The serious and, in the broad sense, 'scientific', research study which has most led me to change my attitude towards Direct Teaching is not another Randomised Control Trial but an article in Mind, a prestigious philosophy journal. It is titled 'Knowledge from vice: Deeply social epistemology' and it takes a historical and social anthropological approach to the question of how we come to know things.
Humans are hard-wired for Direct Teaching
The message of the article is that if our ancestors had listened to injunctions such as 'think for yourself: do not follow blindly what you are told' then we would not be here.

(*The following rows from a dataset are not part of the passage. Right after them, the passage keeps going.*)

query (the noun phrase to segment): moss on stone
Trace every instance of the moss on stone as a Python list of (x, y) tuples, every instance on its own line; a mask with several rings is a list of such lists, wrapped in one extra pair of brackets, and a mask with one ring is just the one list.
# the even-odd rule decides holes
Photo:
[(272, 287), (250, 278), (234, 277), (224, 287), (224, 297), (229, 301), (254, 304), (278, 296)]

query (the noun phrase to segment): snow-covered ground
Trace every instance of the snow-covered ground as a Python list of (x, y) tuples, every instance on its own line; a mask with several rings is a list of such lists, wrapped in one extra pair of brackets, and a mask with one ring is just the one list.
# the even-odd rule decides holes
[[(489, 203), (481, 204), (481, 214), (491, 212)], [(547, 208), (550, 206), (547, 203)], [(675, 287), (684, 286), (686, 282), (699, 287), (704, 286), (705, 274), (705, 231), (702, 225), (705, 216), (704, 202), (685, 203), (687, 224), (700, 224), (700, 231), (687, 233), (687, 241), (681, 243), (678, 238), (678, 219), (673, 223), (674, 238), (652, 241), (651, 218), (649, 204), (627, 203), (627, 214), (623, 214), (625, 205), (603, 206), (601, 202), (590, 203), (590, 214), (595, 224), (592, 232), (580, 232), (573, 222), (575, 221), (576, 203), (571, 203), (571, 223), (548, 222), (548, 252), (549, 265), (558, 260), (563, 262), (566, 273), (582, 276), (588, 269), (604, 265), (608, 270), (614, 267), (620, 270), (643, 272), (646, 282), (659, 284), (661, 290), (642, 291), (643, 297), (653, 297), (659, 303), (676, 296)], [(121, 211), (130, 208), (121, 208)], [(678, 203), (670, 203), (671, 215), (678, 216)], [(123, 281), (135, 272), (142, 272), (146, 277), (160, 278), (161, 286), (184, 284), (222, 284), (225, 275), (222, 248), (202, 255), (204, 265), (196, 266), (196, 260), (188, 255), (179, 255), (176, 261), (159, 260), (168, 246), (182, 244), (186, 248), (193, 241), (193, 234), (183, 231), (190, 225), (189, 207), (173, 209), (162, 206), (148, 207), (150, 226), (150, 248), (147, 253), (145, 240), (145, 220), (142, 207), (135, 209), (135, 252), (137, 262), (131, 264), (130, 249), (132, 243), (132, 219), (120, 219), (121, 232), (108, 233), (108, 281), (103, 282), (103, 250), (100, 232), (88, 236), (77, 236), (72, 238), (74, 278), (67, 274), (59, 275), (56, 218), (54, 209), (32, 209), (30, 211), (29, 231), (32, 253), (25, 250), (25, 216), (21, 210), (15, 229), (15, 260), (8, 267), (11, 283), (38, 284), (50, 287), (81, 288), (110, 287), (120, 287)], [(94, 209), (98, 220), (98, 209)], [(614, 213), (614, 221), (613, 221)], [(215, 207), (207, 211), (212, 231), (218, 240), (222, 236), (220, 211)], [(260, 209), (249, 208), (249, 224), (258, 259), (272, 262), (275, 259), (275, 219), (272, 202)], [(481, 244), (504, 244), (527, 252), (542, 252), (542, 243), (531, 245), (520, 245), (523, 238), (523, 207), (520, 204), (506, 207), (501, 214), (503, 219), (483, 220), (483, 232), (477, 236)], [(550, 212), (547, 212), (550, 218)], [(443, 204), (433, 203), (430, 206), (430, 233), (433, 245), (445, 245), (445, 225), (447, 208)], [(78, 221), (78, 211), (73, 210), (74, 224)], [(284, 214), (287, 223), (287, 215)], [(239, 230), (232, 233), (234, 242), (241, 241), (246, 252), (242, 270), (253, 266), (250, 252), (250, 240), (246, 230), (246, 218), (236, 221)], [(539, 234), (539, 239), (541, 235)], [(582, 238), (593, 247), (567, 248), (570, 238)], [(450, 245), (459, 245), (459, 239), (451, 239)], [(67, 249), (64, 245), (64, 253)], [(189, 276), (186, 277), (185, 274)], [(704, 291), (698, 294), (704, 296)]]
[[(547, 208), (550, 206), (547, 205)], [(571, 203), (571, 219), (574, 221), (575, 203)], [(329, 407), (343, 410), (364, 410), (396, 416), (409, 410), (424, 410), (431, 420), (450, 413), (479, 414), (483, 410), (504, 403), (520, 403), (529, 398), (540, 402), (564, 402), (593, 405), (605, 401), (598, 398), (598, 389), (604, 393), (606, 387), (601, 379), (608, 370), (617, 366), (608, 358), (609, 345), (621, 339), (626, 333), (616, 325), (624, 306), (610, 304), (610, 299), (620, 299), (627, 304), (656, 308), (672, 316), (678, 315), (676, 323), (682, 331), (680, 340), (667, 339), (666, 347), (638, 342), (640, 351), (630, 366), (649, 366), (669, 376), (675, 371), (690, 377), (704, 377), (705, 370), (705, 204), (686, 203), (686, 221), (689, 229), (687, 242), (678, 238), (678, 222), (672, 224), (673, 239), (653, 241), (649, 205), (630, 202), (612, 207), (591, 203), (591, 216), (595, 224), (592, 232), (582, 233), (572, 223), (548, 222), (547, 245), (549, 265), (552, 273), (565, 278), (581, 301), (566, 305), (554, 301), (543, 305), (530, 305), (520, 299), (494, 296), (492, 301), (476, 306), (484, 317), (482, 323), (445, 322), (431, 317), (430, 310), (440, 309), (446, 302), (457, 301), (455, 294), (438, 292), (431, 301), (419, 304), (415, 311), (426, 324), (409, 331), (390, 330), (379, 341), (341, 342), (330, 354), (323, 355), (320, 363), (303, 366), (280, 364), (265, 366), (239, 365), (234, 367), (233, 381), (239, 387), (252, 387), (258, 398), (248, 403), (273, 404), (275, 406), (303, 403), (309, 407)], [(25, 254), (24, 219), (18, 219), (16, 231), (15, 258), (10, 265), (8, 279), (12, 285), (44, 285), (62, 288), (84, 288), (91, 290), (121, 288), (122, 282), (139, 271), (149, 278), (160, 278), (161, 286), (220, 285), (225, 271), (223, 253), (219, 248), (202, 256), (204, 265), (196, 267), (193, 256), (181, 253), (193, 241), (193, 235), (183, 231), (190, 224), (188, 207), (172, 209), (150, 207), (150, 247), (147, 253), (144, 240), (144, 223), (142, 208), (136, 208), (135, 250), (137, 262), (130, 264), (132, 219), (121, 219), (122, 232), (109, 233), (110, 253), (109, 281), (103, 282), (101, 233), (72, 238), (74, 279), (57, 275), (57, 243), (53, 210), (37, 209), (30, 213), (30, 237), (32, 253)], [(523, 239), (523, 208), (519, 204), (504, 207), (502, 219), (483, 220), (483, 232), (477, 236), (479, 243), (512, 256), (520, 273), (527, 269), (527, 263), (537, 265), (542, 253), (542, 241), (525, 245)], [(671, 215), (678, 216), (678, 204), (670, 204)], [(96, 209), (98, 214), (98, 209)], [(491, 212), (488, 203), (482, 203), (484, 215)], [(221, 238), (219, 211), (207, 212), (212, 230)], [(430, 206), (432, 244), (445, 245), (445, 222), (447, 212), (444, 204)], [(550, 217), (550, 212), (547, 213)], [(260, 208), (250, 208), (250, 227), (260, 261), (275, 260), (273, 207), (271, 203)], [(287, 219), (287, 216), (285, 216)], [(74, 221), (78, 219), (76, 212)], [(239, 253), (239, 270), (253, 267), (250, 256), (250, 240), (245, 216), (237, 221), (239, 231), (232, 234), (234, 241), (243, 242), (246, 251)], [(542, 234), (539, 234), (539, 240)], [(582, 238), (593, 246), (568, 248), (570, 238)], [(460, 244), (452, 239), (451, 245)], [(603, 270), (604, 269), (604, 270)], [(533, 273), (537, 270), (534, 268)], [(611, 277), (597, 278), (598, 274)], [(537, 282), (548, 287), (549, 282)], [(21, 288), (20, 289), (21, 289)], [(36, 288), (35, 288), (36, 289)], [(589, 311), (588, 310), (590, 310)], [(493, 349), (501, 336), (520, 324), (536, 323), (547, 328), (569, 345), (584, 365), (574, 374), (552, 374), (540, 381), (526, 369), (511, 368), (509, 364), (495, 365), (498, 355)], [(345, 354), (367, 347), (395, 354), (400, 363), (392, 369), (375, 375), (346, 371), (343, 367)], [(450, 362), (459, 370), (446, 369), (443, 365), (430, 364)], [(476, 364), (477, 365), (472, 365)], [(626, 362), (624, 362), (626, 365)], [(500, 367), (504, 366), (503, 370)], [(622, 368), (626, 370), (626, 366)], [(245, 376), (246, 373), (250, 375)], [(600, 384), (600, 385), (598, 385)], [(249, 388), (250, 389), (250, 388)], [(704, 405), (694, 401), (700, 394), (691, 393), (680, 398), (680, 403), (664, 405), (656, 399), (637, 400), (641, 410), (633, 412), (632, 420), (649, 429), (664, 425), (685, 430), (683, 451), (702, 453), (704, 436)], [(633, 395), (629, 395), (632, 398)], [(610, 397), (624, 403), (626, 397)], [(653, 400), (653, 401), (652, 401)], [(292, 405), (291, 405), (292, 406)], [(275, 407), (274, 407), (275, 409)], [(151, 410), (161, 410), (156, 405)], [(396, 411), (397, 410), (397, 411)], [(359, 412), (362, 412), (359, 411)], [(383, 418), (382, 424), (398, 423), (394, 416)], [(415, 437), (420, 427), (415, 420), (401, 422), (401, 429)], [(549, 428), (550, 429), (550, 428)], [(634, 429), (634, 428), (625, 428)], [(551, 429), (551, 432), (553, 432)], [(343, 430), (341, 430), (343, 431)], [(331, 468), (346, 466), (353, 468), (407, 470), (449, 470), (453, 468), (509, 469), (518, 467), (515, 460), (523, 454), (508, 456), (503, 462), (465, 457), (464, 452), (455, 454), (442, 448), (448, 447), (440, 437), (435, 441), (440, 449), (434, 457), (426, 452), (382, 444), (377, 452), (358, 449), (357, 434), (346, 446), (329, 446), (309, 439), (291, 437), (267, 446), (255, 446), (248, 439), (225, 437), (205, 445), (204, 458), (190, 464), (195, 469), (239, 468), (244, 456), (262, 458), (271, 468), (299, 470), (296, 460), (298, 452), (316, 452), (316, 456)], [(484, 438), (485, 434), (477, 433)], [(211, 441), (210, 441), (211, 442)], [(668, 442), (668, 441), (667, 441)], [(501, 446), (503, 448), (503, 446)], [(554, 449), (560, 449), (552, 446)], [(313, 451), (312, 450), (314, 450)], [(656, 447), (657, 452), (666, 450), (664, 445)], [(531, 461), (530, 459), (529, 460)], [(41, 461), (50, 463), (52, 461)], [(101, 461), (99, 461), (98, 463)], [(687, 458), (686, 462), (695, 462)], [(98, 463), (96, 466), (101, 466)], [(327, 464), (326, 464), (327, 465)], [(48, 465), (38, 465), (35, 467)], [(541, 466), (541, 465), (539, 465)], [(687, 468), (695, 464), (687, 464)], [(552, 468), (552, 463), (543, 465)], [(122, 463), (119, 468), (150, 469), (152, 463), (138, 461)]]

Here is a striking example: when maize became a staple food crop in the USA in the 19th Century it brought with it many serious outbreaks of the disease pellagra caused by a lack of niacin. Amerindians who had eaten maize as a staple for thousands of years did not have this problem because they always cooked it with an alkali (ash from a certain wood) that made the maize release niacin. They did not know why they did this - they did it because the ancestors did it.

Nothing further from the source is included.